Be that as it may, the current crises of corporate governance in the country does call for a thorough introspection among the “wealth creators”, whose record of rewarding the shareholders is very poor so far. A quick calculation would show that most of the leading blue chip companies in India have not given the shareholders a capital appreciation of more than 7 per cent per annum in the decade of reforms.
Even Reliance Industries, which claims to have ushered in the equity cult, has not given a capital appreciation of more than 8 per cent since 1992-93. Others companies such as the Tatas, Birlas and the like, of course, have fared worse.
So one wonders whether small shareholders might have been better off putting their money in bank deposits and earned much more compounded returns (over 10 per cent) with no risk at all.
The Indian stock market's sensitive index was in the region of 3300 in 1993-94, and is at the same level today. In comparison, the American Dow Jones index has doubled from 5000 to over 10,000 since 1994-95. There has been no sustained upward movement in the Sensitive index since reforms began in 1992.
The state of the Indian stock markets clearly reflects what our “wealth creators” have done in terms of rewarding the shareholders in the decade of economic reforms. The proof of the pudding is after all in its eating.
India’s wealth creating class has evolved in rather peculiar ways since the days of Nehruvian socialism. In the initial decades, the businesses freely accessed industrial finance from public finance institutions and banks.

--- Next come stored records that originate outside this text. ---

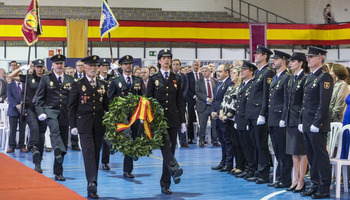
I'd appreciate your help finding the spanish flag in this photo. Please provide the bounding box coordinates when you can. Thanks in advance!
[22,0,43,46]
[100,0,119,41]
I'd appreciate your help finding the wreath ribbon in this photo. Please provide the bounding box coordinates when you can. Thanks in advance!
[116,97,154,139]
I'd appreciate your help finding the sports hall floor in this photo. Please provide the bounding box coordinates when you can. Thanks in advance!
[3,144,350,200]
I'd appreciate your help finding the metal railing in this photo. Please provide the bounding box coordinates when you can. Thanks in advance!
[225,0,295,23]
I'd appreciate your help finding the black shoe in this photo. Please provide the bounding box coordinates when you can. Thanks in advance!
[311,192,331,199]
[211,165,224,170]
[173,168,183,184]
[123,172,135,178]
[255,178,269,184]
[275,182,291,188]
[300,189,317,196]
[161,187,173,194]
[267,181,279,187]
[55,174,66,181]
[102,163,111,170]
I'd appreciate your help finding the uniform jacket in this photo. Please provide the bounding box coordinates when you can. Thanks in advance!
[300,68,333,132]
[196,77,218,112]
[34,73,74,126]
[268,70,290,126]
[245,65,275,120]
[147,71,186,128]
[68,77,109,135]
[285,72,308,127]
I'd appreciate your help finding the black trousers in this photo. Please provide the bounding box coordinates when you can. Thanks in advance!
[25,108,47,159]
[269,126,293,185]
[226,120,246,170]
[9,116,26,149]
[304,132,331,193]
[160,127,180,188]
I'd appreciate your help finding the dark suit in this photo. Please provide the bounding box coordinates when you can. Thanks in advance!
[235,80,256,176]
[300,67,334,193]
[268,70,293,185]
[147,71,185,188]
[108,74,143,173]
[68,77,109,183]
[245,65,275,180]
[35,72,74,175]
[196,78,218,143]
[186,72,203,141]
[211,77,233,169]
[7,81,26,149]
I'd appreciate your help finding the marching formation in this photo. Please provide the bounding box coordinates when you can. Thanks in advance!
[1,45,344,199]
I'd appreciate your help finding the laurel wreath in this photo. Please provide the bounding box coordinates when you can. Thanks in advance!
[103,94,168,157]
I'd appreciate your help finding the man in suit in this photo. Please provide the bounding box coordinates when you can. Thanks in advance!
[68,55,109,199]
[147,49,186,195]
[211,65,233,172]
[234,61,257,179]
[298,46,334,199]
[33,54,74,181]
[108,55,143,178]
[6,78,28,153]
[268,50,293,188]
[186,60,203,144]
[171,59,189,148]
[196,66,217,147]
[245,45,275,184]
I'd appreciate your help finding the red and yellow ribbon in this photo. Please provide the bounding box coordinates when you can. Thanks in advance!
[116,97,154,139]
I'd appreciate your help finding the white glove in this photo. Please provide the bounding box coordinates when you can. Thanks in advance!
[310,125,320,133]
[38,113,47,121]
[181,123,187,133]
[298,124,304,133]
[256,115,265,125]
[280,120,286,128]
[70,128,78,135]
[19,65,30,71]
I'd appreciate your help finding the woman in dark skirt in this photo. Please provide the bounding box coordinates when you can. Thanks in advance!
[285,52,308,193]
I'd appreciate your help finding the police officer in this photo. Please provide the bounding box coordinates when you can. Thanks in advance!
[35,55,74,181]
[245,45,275,184]
[108,55,143,178]
[147,49,186,194]
[9,59,47,173]
[68,55,109,199]
[268,50,292,188]
[235,61,257,179]
[298,46,333,199]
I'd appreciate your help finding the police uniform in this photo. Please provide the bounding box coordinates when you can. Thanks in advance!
[108,55,144,178]
[19,59,47,173]
[35,55,74,180]
[245,45,275,183]
[235,61,257,178]
[300,47,334,198]
[268,50,293,188]
[147,49,185,194]
[68,55,109,198]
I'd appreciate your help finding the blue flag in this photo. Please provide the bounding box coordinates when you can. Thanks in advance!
[100,0,119,40]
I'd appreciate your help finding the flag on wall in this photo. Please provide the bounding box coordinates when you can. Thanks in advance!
[22,0,43,46]
[100,0,119,40]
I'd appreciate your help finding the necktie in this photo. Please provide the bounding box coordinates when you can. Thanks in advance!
[17,83,22,98]
[126,76,131,87]
[207,79,213,99]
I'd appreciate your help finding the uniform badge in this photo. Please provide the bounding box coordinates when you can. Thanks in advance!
[323,82,331,90]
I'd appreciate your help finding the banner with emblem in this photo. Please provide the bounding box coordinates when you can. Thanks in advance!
[22,0,43,46]
[100,0,119,41]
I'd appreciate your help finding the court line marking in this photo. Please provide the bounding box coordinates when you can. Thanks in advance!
[261,190,287,200]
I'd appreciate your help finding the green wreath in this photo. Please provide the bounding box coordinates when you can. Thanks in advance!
[103,94,168,157]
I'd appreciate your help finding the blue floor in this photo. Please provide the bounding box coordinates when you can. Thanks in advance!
[3,145,350,200]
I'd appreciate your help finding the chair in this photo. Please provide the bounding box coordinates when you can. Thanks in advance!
[330,125,350,198]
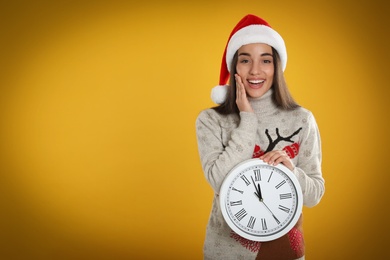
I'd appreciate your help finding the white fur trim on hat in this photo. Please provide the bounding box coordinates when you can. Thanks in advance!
[226,24,287,72]
[211,85,228,105]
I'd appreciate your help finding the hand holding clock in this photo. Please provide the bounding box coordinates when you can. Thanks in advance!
[259,150,295,171]
[251,176,280,224]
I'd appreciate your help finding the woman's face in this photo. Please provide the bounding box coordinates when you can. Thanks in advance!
[236,43,274,98]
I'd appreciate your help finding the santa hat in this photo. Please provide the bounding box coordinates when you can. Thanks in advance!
[211,14,287,104]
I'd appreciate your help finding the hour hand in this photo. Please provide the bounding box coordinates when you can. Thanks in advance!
[257,183,263,201]
[251,176,263,201]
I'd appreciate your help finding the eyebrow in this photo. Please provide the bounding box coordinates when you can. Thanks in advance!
[238,52,272,57]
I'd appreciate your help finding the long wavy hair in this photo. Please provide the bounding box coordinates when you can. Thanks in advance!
[213,48,299,115]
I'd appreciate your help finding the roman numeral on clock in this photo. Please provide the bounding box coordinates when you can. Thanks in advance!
[246,216,256,229]
[230,200,242,206]
[279,193,292,200]
[232,187,244,194]
[275,180,286,189]
[240,175,251,186]
[261,218,268,230]
[253,169,261,181]
[234,209,248,221]
[279,205,290,213]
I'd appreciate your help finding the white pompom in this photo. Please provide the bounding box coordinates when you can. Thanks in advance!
[211,85,228,105]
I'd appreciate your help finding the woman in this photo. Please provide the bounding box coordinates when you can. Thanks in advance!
[196,15,325,260]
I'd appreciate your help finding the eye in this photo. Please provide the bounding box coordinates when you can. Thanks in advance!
[240,59,249,64]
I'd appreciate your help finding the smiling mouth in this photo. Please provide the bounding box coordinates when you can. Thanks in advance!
[248,80,264,84]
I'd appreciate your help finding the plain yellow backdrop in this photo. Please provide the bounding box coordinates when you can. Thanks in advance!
[0,0,390,260]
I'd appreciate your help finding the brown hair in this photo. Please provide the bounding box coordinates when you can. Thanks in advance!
[213,48,299,115]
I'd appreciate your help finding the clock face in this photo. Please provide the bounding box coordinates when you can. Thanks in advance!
[220,159,303,242]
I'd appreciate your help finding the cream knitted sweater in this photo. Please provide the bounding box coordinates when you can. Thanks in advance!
[196,89,325,260]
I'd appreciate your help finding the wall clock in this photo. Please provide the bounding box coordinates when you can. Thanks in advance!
[219,159,303,242]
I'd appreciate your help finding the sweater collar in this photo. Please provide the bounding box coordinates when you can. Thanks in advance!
[248,88,278,115]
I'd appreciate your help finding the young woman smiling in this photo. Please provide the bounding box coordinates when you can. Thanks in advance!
[196,15,325,260]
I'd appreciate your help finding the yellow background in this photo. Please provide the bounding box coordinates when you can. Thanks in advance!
[0,0,390,260]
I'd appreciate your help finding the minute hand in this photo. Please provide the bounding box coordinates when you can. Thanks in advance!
[251,176,263,201]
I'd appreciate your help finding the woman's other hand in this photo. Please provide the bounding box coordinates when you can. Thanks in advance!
[260,150,295,171]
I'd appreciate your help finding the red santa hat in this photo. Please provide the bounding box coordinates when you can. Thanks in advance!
[211,14,287,104]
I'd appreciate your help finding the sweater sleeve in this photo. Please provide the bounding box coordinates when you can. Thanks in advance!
[196,109,257,194]
[294,113,325,207]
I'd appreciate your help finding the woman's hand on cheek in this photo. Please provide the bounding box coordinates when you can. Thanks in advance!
[234,74,253,113]
[259,151,295,171]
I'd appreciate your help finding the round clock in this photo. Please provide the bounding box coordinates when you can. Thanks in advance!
[219,159,303,242]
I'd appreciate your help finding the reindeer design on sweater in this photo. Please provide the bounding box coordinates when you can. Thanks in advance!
[252,127,302,159]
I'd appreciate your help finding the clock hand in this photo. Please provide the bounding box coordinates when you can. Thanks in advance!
[251,176,263,201]
[261,201,280,224]
[257,183,263,202]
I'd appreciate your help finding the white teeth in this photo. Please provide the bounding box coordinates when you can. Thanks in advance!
[248,80,264,84]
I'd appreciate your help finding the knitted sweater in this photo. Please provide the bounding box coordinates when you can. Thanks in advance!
[196,89,325,260]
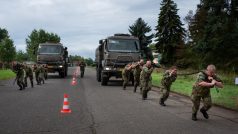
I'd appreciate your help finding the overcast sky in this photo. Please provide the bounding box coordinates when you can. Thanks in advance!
[0,0,199,59]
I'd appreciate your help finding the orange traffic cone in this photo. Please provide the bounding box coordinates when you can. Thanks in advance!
[61,94,71,113]
[71,78,77,86]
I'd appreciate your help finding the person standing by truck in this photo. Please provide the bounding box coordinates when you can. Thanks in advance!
[122,63,133,90]
[24,65,34,88]
[133,59,144,92]
[140,61,154,100]
[79,60,86,78]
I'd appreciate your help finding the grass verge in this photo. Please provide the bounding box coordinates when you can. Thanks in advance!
[152,72,238,111]
[0,70,16,80]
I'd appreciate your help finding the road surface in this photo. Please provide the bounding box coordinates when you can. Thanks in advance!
[0,68,238,134]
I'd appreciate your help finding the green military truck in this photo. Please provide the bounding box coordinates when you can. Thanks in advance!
[95,34,141,85]
[37,42,68,78]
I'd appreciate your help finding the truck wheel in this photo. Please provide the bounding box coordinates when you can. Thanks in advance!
[97,69,101,82]
[101,74,108,86]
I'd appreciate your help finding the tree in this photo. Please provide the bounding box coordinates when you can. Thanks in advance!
[155,0,185,64]
[129,18,154,59]
[26,29,60,60]
[189,0,238,68]
[0,38,16,67]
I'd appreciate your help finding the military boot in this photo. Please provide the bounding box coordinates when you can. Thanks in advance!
[192,113,198,121]
[159,98,166,106]
[200,108,209,119]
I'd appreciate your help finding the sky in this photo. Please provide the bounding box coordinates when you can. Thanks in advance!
[0,0,199,59]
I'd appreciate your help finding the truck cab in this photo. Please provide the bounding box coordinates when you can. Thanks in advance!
[95,34,141,85]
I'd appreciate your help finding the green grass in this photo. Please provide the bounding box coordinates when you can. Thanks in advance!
[0,70,16,80]
[152,72,238,110]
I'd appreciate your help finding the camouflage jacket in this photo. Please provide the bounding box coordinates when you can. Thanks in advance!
[25,67,33,76]
[133,63,143,77]
[140,66,153,82]
[193,71,222,95]
[122,64,132,75]
[161,71,177,88]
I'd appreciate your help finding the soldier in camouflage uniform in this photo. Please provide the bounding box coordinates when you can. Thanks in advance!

India, like Germany and Japan, relied mainly on banks and financial institution-driven industrial growth in the private sector. Here a nexus developed between the industrialists and the socialist bureaucracy, which had its control on the levers of industrial finance. The result: banks and FIs saddled with bad loans worth over Rs.600billion.
However, in the eighties and nineties, there was more capital market driven growth in the industry wherein businesses accessed huge fund from the public through equity issues.
Reliance Industries really began the equity cult and picked up massive funds from the public and relied less on debt from financial institutions. There were others, small and big companies, who followed in Reliance's footsteps.
But overall, the Indian corporates, as a whole, seem to have disappointed the shareholders in terms of rewarding them adequately. The gap is stark when compared with global standards. The small investor would have lost several thousand crore in the capital market in the nineties. A sizable portion of this loss is not due to companies not performing adequately, but on account of companies having disappeared from the scene completely after picking up money from the public!
The losses in the secondary market where investors have been taken for a ride by the broker-promoter nexus is another kettle of fish altogether. The agencies of the state are guilty of acts of omission and commission, relating to corporate and capital market governance.
Last year, a former Marxist argued at a seminar in India International Centre that shareholder democracy is very robust in the United States and Europe as the institutional investors and mutual funds, who truly represent the small shareholders, control the boards of big companies. If the top management of a company does not perform, it is summarily removed by the small shareholder's collective. He described this collective ownership of capital as “socialization of capitalism”.
In India what we have largely witnessed so far is “capitalization of socialism”, exemplified most recently by the government's attempt to sell off good PSU assets at hugely discounted price to the private sector. Indeed, we need a different class of wealth creators altogether.